Hablamos de un impasse para caracterizar la situación
política contemporánea, la cual requiere una práctica perceptiva que nos
sitúe más allá de las representaciones utilizadas por la lengua de la
política, el ensayo, la filosofía o las ciencias sociales. Y una
sensibilidad que nos arrastre hacia ese tiempo en suspenso, en que todo
acto vacila, y donde sin embargo ocurre todo aquello que requiere ser
pensado de nuevo. Un presente que se revela entre la ironía del eterno
retorno de lo mismo y la preparación infinitesimal de una variación
histórica. El impasse es sobre todo una temporalidad ambigua, donde
aparentemente se han detenido las dinámicas de creación que desde
comienzos de los años noventa animaron un creciente antagonismo social
–cuyo alcance puede verificarse en la capacidad para destituir los
principales engranajes del neoliberalismo en buena parte del continente.
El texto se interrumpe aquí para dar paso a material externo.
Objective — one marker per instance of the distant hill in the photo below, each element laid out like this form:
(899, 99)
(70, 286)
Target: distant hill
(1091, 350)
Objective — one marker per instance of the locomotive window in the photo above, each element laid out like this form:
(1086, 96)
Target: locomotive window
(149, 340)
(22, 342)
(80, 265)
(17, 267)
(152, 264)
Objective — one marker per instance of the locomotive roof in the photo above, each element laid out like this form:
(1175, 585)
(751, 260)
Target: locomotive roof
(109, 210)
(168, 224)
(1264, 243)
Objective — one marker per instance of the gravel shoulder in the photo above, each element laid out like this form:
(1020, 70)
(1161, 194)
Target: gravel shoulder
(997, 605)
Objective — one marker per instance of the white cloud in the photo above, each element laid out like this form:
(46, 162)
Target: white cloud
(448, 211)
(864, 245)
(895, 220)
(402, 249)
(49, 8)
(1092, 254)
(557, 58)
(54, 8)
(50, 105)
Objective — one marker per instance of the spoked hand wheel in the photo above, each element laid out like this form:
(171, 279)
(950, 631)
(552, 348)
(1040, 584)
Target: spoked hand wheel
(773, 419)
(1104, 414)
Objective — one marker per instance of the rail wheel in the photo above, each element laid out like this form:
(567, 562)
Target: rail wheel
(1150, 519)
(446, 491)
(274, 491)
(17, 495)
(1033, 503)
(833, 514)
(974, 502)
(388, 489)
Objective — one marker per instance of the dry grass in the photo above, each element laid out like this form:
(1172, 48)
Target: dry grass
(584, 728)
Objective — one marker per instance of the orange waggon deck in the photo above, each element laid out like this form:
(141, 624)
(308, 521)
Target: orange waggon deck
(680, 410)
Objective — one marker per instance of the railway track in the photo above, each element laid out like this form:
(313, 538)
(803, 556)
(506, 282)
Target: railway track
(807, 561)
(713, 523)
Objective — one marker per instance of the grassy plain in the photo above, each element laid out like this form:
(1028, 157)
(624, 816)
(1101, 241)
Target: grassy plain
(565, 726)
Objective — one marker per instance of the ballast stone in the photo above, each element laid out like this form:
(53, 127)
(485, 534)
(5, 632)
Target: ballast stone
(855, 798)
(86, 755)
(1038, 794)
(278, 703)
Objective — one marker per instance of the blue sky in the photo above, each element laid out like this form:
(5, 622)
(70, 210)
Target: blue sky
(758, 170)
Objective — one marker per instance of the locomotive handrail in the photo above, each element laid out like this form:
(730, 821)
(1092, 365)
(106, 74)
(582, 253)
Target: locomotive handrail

Decimos que la detención es aparente porque no es cierto que se haya
diluido de manera absoluta la perspectiva antagonista, ni mucho menos
que se encuentre paralizado el dinamismo colectivo. Por el contrario, en
el impasse coexisten elementos de contrapoder y de hegemonía
capitalista, según formas promiscuas difíciles de desentrañar. La
ambigüedad se convierte así en el rasgo decisivo de la época y se
manifiesta en una doble dimensión: como tiempo de crisis que no posee un
desenlace a la vista; como escenario donde se superponen lógicas
sociales heterogéneas, sin que ninguna imponga su reinado de manera
definitiva. El impasse describe un estado de ánimo histórico. Y nuestro
modo de situarnos en él es la inquietud.